Inner Mongolia Yitai Coal Co. (900948), the biggest coal producer in the Chinese region bordering Mongolia, may cut the size of a planned Hong Kong share sale by a third, said two people with knowledge of the matter.
Yitai Coal, which already has dollar-denominated B shares listed in Shanghai, may sell stock in Hong Kong equivalent to 10 percent of its equity capital after the offer, said the people, who declined to be identified because the details are private. The company had planned to sell 15 percent of its enlarged capital, they said.
A sale of 10 percent would raise about $820 million, based on Yitai Coal’s closing price in Shanghai yesterday. The company’s shares advanced 2 percent this year as of yesterday, giving it a market value of $7.34 billion.
Hong Kong is mired in its weakest market for share sales since 2009, as Europe’s credit crisis and China’s slowing economy crimps demand for new equity. Sany Heavy Industry Co., China’s biggest machinery maker, cut the size of a planned share sale in the city to about $2 billion, people with knowledge of the matter said on May 30.
Yitai Coal has yet to set a price range or a final number of shares for the offering, the people said. The company may start trading in Hong Kong as early as the last week of June, they said. BOC International Holdings Ltd., China International Capital Corp., Bank of America Corp., BNP Paribas SA and UBS AG are managing the sale, the people said.

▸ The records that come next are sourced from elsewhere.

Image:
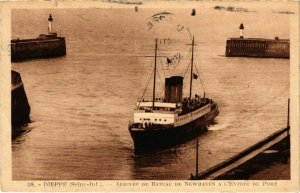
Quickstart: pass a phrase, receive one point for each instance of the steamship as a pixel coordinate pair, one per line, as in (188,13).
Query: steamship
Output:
(171,120)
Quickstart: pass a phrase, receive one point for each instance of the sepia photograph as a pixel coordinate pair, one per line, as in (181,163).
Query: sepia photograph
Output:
(151,92)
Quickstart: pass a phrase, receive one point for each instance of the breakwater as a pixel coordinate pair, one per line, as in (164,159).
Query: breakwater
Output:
(20,108)
(258,47)
(45,46)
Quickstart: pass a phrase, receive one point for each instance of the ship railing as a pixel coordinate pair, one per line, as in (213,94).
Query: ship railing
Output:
(149,125)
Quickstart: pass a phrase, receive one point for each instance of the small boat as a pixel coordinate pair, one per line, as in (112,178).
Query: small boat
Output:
(173,119)
(20,109)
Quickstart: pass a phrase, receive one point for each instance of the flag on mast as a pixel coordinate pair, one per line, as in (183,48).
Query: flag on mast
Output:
(195,76)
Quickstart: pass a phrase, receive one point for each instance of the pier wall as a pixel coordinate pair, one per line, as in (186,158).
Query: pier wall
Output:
(37,48)
(240,47)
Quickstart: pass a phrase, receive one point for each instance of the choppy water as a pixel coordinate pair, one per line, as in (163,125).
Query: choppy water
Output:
(81,103)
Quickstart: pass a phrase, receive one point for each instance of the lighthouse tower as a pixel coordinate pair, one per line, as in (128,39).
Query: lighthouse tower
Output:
(50,19)
(241,30)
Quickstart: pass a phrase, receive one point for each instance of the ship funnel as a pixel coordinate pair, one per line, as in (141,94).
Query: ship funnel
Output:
(50,19)
(241,30)
(173,89)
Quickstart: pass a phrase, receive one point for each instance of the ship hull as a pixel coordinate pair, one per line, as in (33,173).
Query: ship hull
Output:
(146,140)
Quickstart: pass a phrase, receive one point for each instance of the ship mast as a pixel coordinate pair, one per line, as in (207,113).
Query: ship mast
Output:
(192,62)
(154,79)
(197,157)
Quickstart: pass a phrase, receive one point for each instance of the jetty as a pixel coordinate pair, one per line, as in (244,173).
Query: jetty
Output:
(45,46)
(257,47)
(242,165)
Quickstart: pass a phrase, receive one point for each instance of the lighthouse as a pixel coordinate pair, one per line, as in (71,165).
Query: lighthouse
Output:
(241,30)
(50,19)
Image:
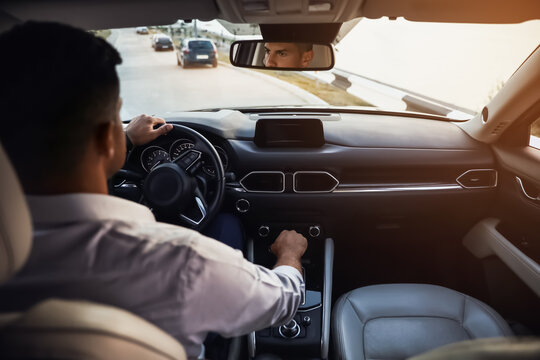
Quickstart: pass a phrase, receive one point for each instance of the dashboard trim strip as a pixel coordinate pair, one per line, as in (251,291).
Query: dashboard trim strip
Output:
(344,189)
(327,296)
(263,191)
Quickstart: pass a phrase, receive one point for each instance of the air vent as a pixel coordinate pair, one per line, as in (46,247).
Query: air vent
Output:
(478,179)
(314,182)
(264,182)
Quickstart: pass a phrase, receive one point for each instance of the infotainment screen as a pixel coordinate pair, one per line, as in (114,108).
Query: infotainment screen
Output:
(285,133)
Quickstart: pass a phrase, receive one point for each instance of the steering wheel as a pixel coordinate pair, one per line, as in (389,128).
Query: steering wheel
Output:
(174,190)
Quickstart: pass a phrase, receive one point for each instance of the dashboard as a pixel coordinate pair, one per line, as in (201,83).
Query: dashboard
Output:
(384,168)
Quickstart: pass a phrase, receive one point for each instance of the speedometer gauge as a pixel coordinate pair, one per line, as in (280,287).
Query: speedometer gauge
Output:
(179,147)
(153,156)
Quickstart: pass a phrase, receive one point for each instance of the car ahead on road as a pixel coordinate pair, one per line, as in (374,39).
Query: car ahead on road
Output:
(162,42)
(142,30)
(384,194)
(197,51)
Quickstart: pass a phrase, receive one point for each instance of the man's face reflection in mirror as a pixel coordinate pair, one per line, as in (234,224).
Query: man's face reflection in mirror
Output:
(287,55)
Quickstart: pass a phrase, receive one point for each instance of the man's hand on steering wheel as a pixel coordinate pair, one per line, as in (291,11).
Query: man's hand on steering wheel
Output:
(141,130)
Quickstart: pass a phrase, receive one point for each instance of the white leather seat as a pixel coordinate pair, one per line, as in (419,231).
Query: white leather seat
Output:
(397,321)
(59,329)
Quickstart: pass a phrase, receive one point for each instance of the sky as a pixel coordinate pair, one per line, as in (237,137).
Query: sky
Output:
(462,64)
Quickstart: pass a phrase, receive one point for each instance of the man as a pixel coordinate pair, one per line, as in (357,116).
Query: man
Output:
(62,131)
(287,55)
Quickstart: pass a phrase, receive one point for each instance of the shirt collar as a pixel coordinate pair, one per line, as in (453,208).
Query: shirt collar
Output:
(86,207)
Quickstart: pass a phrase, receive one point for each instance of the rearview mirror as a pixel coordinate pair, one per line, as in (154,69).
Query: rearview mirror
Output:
(260,54)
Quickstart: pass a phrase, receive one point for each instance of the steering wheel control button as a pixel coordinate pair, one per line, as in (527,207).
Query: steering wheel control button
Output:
(189,158)
(314,231)
(289,330)
(242,205)
(264,231)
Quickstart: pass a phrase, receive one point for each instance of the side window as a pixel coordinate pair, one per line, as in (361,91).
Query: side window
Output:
(535,134)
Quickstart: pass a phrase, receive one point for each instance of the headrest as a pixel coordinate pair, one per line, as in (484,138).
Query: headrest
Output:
(60,329)
(15,223)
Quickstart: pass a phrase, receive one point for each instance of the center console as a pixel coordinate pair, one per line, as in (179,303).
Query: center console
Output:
(307,335)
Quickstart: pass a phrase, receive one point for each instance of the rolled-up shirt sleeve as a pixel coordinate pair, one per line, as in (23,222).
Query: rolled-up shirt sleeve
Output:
(227,294)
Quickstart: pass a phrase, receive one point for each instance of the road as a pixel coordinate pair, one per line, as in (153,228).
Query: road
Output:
(151,82)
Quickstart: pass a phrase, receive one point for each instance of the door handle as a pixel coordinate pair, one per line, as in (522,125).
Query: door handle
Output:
(528,195)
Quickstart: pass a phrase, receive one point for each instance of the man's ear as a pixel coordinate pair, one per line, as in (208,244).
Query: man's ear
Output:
(307,57)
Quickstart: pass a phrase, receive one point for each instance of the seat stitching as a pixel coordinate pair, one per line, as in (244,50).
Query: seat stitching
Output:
(494,316)
(29,329)
(463,318)
(363,327)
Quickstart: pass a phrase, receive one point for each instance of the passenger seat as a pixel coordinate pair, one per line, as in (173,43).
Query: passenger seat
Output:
(397,321)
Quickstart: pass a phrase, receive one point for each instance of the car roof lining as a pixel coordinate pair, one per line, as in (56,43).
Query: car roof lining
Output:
(102,14)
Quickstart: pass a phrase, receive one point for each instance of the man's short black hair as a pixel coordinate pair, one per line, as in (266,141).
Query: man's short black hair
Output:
(305,47)
(58,83)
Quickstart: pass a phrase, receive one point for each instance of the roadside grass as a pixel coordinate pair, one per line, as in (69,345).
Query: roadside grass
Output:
(104,34)
(332,95)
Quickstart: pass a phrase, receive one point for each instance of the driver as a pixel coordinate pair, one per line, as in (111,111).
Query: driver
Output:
(287,55)
(63,133)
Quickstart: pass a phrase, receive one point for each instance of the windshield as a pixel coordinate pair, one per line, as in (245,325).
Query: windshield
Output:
(447,69)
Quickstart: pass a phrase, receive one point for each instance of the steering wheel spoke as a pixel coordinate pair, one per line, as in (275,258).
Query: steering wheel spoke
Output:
(175,190)
(195,213)
(190,162)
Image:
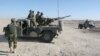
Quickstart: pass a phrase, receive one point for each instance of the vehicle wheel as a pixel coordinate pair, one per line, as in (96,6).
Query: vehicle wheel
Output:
(47,36)
(59,26)
(80,26)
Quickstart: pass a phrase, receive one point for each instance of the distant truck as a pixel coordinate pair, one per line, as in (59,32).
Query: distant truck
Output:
(45,32)
(86,25)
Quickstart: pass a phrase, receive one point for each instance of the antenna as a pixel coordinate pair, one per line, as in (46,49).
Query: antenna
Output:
(58,8)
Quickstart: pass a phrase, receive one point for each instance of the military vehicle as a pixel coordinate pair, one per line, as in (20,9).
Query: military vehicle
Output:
(44,32)
(85,25)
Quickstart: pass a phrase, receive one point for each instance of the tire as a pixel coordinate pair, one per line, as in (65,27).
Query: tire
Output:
(47,36)
(80,26)
(59,26)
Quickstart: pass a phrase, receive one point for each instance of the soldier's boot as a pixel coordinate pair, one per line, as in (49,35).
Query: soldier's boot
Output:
(13,51)
(10,50)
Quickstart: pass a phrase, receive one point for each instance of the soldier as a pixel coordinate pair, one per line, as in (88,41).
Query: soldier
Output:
(86,23)
(12,35)
(31,13)
(41,19)
(31,17)
(37,17)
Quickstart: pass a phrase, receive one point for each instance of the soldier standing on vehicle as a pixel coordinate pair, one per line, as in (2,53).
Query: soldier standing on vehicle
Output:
(31,17)
(41,19)
(30,14)
(37,17)
(12,35)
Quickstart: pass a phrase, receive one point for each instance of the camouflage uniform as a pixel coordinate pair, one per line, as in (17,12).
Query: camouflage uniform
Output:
(12,35)
(31,17)
(37,17)
(41,19)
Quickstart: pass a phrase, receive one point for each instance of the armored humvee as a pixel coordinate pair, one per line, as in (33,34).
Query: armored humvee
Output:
(45,33)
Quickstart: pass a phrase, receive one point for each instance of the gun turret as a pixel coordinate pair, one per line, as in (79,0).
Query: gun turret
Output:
(49,20)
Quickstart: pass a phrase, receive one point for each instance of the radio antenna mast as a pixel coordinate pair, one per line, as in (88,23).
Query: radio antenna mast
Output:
(58,8)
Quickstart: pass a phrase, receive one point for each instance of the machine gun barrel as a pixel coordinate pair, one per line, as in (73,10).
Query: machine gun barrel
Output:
(61,17)
(49,20)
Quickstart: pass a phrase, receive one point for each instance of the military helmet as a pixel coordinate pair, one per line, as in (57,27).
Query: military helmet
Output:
(13,20)
(38,12)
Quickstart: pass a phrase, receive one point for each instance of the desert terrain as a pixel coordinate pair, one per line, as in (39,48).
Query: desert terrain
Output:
(71,42)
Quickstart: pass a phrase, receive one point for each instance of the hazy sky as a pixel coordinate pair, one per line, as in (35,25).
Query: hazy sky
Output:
(79,9)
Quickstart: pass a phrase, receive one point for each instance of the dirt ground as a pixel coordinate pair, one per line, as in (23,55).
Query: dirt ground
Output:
(71,42)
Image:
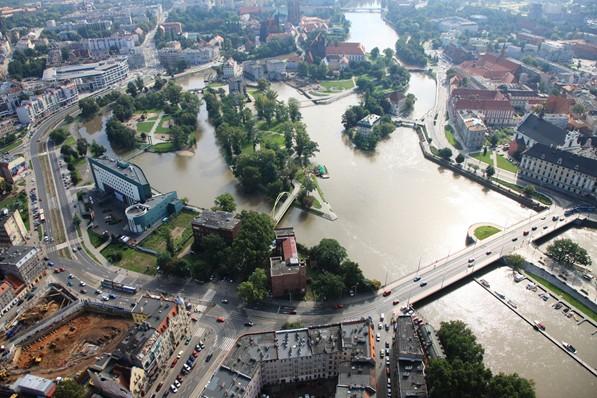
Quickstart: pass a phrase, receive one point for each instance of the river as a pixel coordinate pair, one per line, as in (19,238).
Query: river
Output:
(395,210)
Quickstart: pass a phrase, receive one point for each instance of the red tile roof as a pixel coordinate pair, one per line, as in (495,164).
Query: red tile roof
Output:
(345,48)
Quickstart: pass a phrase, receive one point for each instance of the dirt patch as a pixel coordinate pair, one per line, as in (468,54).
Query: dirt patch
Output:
(72,347)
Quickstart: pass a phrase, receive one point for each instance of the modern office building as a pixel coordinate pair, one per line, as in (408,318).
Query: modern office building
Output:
(222,223)
(560,169)
(344,351)
(288,273)
(12,228)
(142,216)
(90,77)
(24,262)
(124,180)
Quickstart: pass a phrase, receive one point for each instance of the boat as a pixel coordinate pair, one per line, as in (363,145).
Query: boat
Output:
(569,347)
(538,325)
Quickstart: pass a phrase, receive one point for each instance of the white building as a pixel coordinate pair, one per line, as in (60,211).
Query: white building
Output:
(90,77)
(560,170)
(52,100)
(102,45)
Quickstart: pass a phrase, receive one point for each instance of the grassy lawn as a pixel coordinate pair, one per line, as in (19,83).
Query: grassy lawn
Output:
(337,85)
(145,127)
(451,137)
(505,164)
(163,147)
(485,231)
(537,195)
(562,294)
(95,238)
(484,158)
(131,259)
(179,227)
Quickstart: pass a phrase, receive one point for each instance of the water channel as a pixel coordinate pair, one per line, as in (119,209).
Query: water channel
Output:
(395,209)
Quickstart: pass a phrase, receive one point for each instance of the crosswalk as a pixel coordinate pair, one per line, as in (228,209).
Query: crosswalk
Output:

Jian Qing’e, secretary of the board for Yitai Coal in Ordos in Inner Mongolia, declined to comment.
Yitai Coal is gauging investor demand for its offer with a tentative valuation of about 8.5 times estimated full-year profit, the people said. The company trades at about 7.8 times forecast 2012 earnings in Shanghai, according to data compiled by Bloomberg. China Shenhua Energy Co. (1088), the country’s biggest listed coal producer, trades at about 8.5 times estimated 2012 profit, the data show.
Inner Mongolia has the biggest coal reserves among Chinese provinces, with about 700 billion tons at the end of 2008, according to the regional government’s website.